Born on March 13, 1941 in al-Birwa in Upper Galilee in the north of Palestine, then under British colonial mandate, Mahmoud Darwish is more than a national poet; he is recognized as one of the greatest contemporary Arab poets. He wrote over twenty poetry collections and seven works of prose. In addition to Arabic, he also spoke Hebrew, English and French. His books, which won him numerous prizes and awards, were published in over twenty languages. He died on August 9, 2008 in Houston, Texas following his third open-heart operation.

Political activity and exile abroad

In 1960, at the age of 19, Darwish moved to the port city of Haifa where he published his first book of poems, Birds Without Wings. Shortly afterwards, he secretly joined the Communist Party of Israel (Rakah), in which Arabs and Jews campaigned together. He wrote articles for the Party’s official newspaper al-Ittihad (The Union) and the cultural, social and political magazine al-Jadid (The New), of which he later became editor-in-chief. A historian of the Palestinian cause, critic of Israeli policy, polemicist, humanist thinker, literary critic and poet, he rubbed shoulders with other great Palestinian writers and poets such as Emile Touma, Tawfiq Ziad, Emile Habibi, Salim Gibran and Samih al-Qasim.

Accused of hostile political activities against the State of Israel, he was hounded for his writings and imprisoned five times by Israeli forces between 1961 and 1969, and placed under house arrest from 1967 to 1970. In 1971, through a Communist Party scholarship from the Institute of Social Sciences at Moscow’s Lomonossov State University, Darwish travelled to the Soviet Union to study political economy for a year. This was to be the start of an exile that would last more than thirty years, changing countries as the Middle East crises unfolded. After Moscow, he lived in Cairo, Beirut, Damascus, Tunis and Paris, before finally returning to Palestine in 1995, to settle permanently in Ramallah.
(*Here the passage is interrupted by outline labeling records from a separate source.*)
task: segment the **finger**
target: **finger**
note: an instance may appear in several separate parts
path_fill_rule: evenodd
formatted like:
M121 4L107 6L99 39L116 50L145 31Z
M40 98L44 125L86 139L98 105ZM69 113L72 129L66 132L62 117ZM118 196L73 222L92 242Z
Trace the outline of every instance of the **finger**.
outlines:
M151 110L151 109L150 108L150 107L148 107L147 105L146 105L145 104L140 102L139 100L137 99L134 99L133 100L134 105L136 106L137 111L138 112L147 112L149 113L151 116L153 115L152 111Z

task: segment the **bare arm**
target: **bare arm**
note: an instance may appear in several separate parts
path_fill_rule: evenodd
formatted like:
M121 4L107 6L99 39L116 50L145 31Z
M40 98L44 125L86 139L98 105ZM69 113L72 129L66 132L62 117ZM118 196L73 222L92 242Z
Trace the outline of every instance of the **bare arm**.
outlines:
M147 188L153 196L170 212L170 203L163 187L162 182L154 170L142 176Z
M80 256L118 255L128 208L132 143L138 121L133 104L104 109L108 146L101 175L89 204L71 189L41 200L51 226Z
Also known for his commitment to the Palestine Liberation Organization (PLO), he was immediately banned from entering Israel when he joined in 1973. Initially working as an editor at the Palestinian Research Center, he was elected to the PLO Executive Committee in 1987, under the presidency of Yasser Arafat, for whom he wrote several speeches including the famous text of the Declaration of Independence of the State of Palestine. From a simple draft, Darwish turned it into a poetic and lyrical work with an epic tone, which Arafat delivered on November 15, 1988 in Algiers on the occasion of the 19th extraordinary session of the Palestinian National Council.
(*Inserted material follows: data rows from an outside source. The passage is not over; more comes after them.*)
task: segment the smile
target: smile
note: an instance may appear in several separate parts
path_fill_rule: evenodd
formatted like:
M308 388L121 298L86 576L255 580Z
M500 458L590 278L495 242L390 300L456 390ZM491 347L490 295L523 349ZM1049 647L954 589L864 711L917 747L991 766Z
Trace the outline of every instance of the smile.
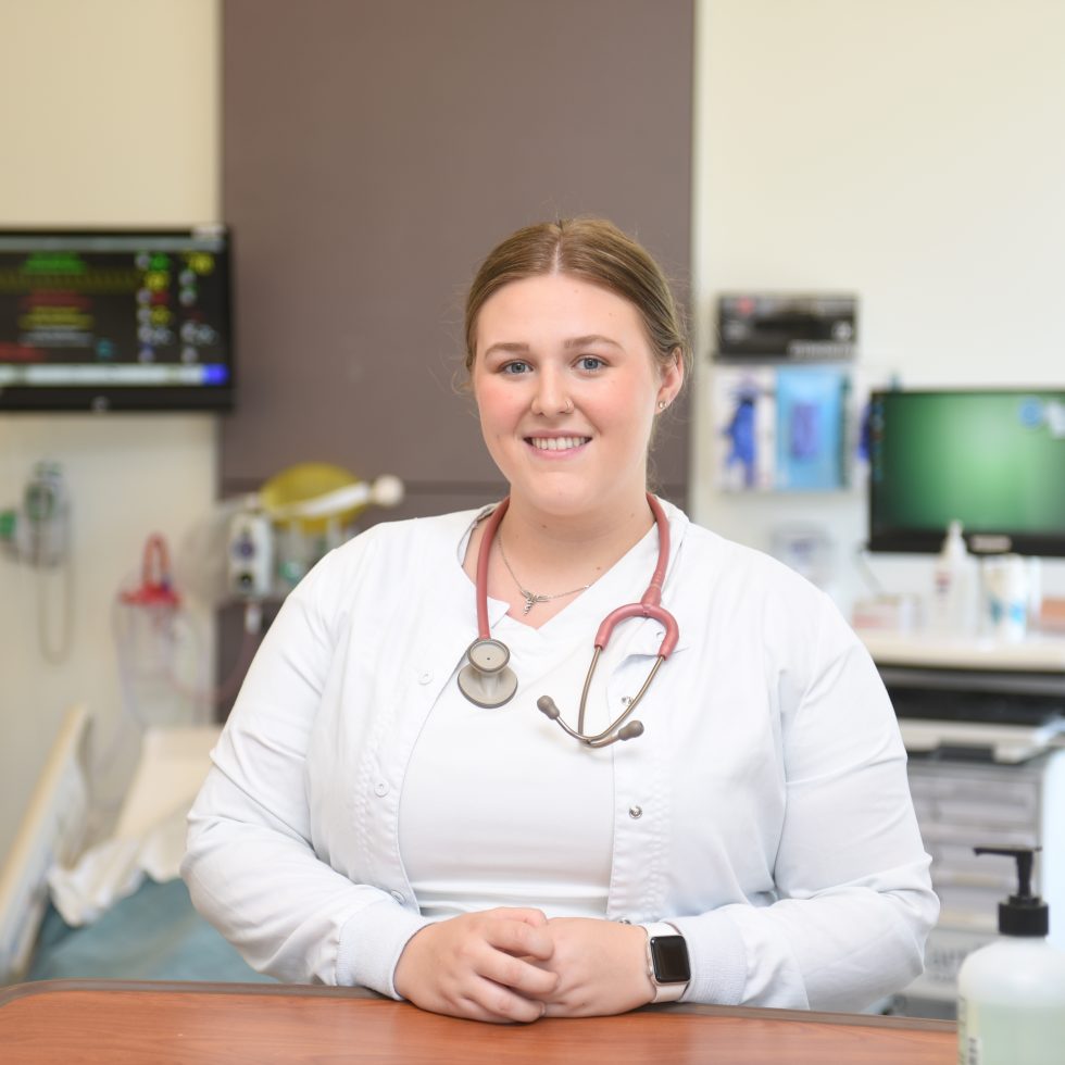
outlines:
M569 451L588 443L591 437L526 437L537 451Z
The UN General Assembly recognized the Palestinian people’s right to sovereignty over their territory in Resolution 43/177. However, Darwish left the PLO in 1993 in protest against the Oslo Accords, which concluded with a mere peace process while ignoring the fate of the vast majority of the Palestinian population living in exile.

Poet of the resistance in spite of himself

Initially impressed by Palestinian poet Abu Salma and Iraqi communist poets Abd al-Wahhab al-Bayati and Badr Shakir al-Sayyab, Darwish was also influenced by Western poets such as Arthur Rimbaud, Federico García Lorca and Allen Ginsberg. Praised in the Arab world and inspired by a modernist vision, his poetry – which speaks of love and death, but also of homeland, prison, exile and war – resonates with an echo of universality well beyond the borders of Palestine. Several of his poems were set to music by Lebanese composer Marcel Khalifé who in 1984 composed Ahmad al-Arabi, a poetic opera based on texts by Darwish.

Although he refused to consider himself a poet of resistance, the exile that runs through all his work and the politics that emerge inevitably reveal an authentic commitment to resistance. Darwish was inspired by images, metaphors and rhythms drawn from the daily lives of people seeking justice, from the struggles of his people. Never forgetting his status as a Palestinian refugee, he always believed that his poetry was his weapon against occupation, a form of self-defence in favour of Palestinian culture and memory, and his people’s right to sovereignty.